Christian Ward is a UK-based writer who has recently appeared in The Dewdrop, Dodging the Rain, Blue Unicorn, The Seventh Quarry, Bluepepper, Tipton Poetry Journal, The Amazine and Rye Whiskey Review.
The Hunter
After Dave Pollot's painting "The Hunter" Now that he's retired from bounty hunting, Boba Fett likes to hunt mallard ducks when the sun is low and haunting like the call of a loon. Crooked like a walking cane, the birds' iridescent green heads are copy and pasted from Duck Hunt, aristocratic shoots, and laser tag. Paused mid-flight like a stop motion frame, the ducks wait for a play button to unfreeze the scene. Both designed for death, they know one must cancel the other out; the bulrushes in the scene taut like a bowstring as the tension prepares to launch itself like an arrow.
PET Scan
My body is a slasher movie screaming through the screen. I'm the cull of victims — the clichéd jock, a cheerleader pretty like buttered popcorn, the one hiding in the utility room while the knife plays peek-a-boo — the masked killer, the owl-faced cop. Watch while everyone is knocked down like characters in Guess Who?. Watch while the cancer plays the worst game of hide and seek with the lone survivor braver than someone facing down hitmen of wolves, a lifetime of blizzards, whatever's apocalypse of the day is on the menu. My body will outperform the box office, while you'll weep at the returns my shadow offers, diminishing like the cuttings of a former life left squirming on the editing room floor.

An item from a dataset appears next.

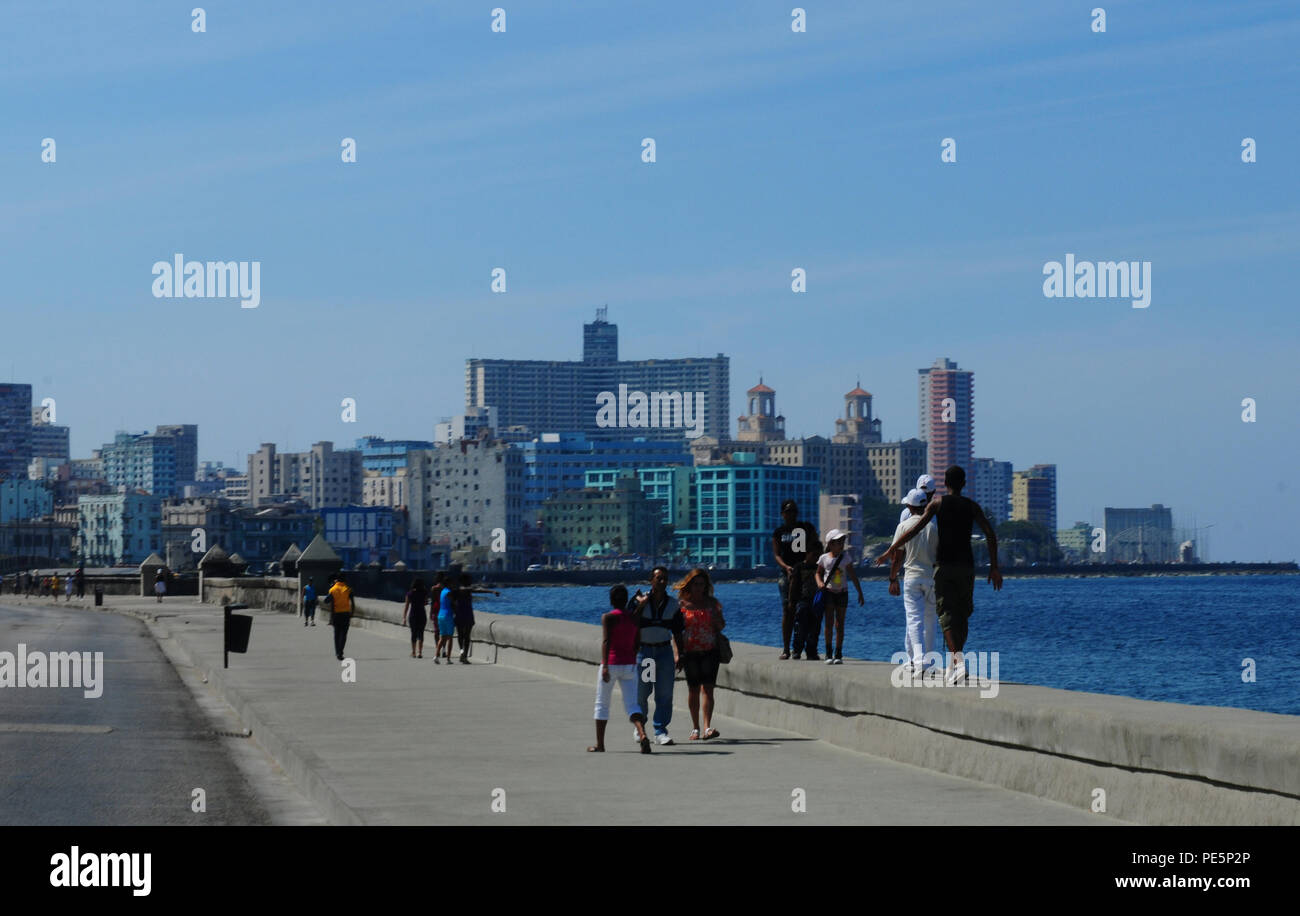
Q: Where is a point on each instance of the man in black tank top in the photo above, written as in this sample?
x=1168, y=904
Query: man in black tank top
x=954, y=564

Writing poetry is like being a Star Trek redshirt
Since every poem is an away mission leading to certain death, set phasers to stun. Wrestle with the avocado skinned metaphor. Haiku your game of four dimensional chess with aliens sporting bulbous fishbowl heads. Every experience is a holodeck script for a journal. Don't worry about assimilation by the rain or angry aliens carrying the weight of mountain ranges on their foreheads. Remember, you're a bricklayer, a farmer, a doctor.